Hmmmmmm... Some mighty strong words there. A Raid 0 with 3x SM951? The array is limited to the max transfer the SLOWEST drive: A SM951 in slot 2 is capped at 800MB/s. Now, the performance on an array of 3 XP941's or x4 2014 Apple PCIe SSD's would be something to talk about as it would be nearing 3GBS performance. For reference, 2 XP941's can achieve 2230MB/s+.

h183_ajar.png


Everyone's workflow if different along with their perceptions. Personally I use my Mac Pro as a mac and enjoy the inherent benefits gained by an operating system that's been designed and tuned to the performance benefits of PCIe SSD's as the target platform.

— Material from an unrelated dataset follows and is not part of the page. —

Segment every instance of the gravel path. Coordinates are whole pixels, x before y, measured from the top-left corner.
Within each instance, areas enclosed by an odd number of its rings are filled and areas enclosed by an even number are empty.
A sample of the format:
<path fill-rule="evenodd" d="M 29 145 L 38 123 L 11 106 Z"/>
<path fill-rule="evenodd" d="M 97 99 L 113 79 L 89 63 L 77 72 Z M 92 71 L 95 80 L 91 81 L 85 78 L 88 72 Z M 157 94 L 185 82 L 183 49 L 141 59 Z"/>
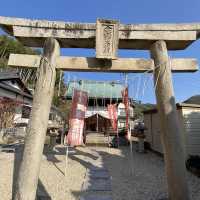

Turds belong in the front yard, not in the forums.

If you have been paying attention my RAID test was mentioned many times and it is on YouTube for months. Calling me a turd doesn't help your case if you're trying to prove something. I'm ignoring you and your claims for this point. And all I asked is to prove evidence that these speed increases are actually seen.
 
[MOD NOTE]
I think the time has arrived to close this thread.

I understand the rules and to clarify, direct inflammatory remarks belong in the font yard, not in our forum. Aside from the trolling, this thread has and continues to provide relevant information for the community.

PCIe SSD's delivered a new level of performance to the cMP that leaves the nMP in the dust. It would be a shame to loose this resource.
 
Just installed a 512GB SM951 in a Lycom PCIe SSD to PCIe adapter in slot 3. I removed one of my two Apricorn Velocity Duo x2s and mounted the two drives in WD VelociRaptor heat-sinks and they also work as a 3.5" drive-bay converter. I removed the 80GB WD 2.5" HDDs from the heat-sink and mounted my Samsung SSDs in them, worked great. I got the VelociRaptors for less than $27.00 shipped ($13.50 ea).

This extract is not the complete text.